Bir 28 Şubat düşü kurmaya var mısınız?
- GİRİŞ04.11.2011 11:44
- GÜNCELLEME04.11.2011 11:44
Diyelim ki 28 Şubat sürecindeyiz ve Şeriatın toplum hukuku değil yönetim şekli olduğunu sanan bir öğretim üyesi öğrencilerine "Bu yönetim şekli tağuti yönetimdir, devrilmelidir ve yerine Şeriatla yönetim usülü getirilmelidir" dedi... Ve farz edelim ki o kişi, bu görüşlerini hayata geçirebilmek için fırsat bulduğu her zeminde herkesle bu minvalde görüşmeler yaptı...
Varsayalım ki günün birinde güvenlik güçleri, o öğretim üyesini bir operasyon kapsamında gözaltına aldıktan sonra, tutuklu yargılanmasını sağladı.
Hayali sürdürelim...
Öğretim üyesinin daha önce kayda alınmış sözleri ile "Şeriat özlemi duyan" "militanlarla görüşmeleri" de onun yıkıcı fikirlerini icraata geçirmeye çalıştığının delili olarak servis edilsin...
Akabinde "bir kısım medya" bu öğretim üyesinin aslında Arap kökenli, eşinin ise Acem soylu olduğunu ve hatta Humeyni ile akrabalığı bulunduğunu yazsın... Öte yandan bu kişinin İslami siyaset yapan parti yöneticilerinin yanı sıra, "şeriat özlemi çeken" bölücü örgüt yöneticileri ile sık sık görüştüğünü, hatta onlarla aynı fikirleri paylaştığını yazsın....
Hayal bu ya, "fikir özgürlüğü üniversite kürsüsünde değilse nerede ifade edilecek" diyen birileri, "bu kişi suçludur veya suçsuzdur, bilemeyiz.... Ama sırf bu nedenlerle suçlu ilan ediliyorsa, ayıptır, günahtır" demiş olsun...
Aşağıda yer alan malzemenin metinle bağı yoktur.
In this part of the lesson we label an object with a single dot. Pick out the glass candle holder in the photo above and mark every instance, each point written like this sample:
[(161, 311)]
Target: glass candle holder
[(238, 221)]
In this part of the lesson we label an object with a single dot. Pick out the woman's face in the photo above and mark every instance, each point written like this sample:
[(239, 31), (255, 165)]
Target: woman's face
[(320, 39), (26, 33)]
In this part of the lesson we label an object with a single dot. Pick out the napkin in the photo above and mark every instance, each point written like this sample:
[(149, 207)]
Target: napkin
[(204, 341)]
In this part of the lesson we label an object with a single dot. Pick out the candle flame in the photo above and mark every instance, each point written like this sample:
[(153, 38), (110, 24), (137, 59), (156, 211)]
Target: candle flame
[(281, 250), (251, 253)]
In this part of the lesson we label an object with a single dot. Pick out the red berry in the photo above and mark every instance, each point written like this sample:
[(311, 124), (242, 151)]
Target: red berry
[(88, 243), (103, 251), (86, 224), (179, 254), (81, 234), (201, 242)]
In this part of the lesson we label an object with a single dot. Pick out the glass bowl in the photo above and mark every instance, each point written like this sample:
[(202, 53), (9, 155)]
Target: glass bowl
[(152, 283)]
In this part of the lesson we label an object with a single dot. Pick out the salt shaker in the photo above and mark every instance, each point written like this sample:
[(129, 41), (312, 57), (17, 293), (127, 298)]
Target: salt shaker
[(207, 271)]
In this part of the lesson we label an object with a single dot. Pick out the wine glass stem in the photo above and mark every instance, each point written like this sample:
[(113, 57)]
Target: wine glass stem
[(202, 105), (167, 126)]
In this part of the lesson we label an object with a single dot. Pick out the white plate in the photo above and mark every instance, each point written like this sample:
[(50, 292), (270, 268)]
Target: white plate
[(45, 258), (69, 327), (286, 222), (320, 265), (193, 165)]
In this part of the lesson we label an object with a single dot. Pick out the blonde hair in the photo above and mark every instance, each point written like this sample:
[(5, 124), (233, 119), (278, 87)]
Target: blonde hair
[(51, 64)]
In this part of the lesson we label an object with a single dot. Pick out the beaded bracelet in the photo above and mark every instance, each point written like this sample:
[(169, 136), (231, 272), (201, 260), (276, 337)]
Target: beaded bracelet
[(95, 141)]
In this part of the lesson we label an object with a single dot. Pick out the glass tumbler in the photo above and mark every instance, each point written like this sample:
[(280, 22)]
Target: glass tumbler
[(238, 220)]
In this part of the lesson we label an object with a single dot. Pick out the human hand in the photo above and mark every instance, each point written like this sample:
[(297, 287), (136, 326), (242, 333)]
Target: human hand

"Bir kısım medya" hemen ertesi günü, "bu kişi mi suçsuz, işte konuşma kayıtları" diye onun üniversite kürsüsündeki sözlerini yayınlamış olsun.
Tesadüf bu ya aynı gün siyasiler bir kaç koldan, o öğretip üyesini hasbel kader tanıdığı için neden tutuklandıklarını merak edenlere fırça mahiyetli demeçler vermiş olsunlar...
Yargı süreci devam ettiği için sessiz kalmaya mahkum yargı mensupları, "işin aslı budur" diyemeceğine, dese de onlar da "süreci baltalamakla" suçlanacağına göre.... Ötesinin hayalini kurmaya cesaret edebilir misiniz?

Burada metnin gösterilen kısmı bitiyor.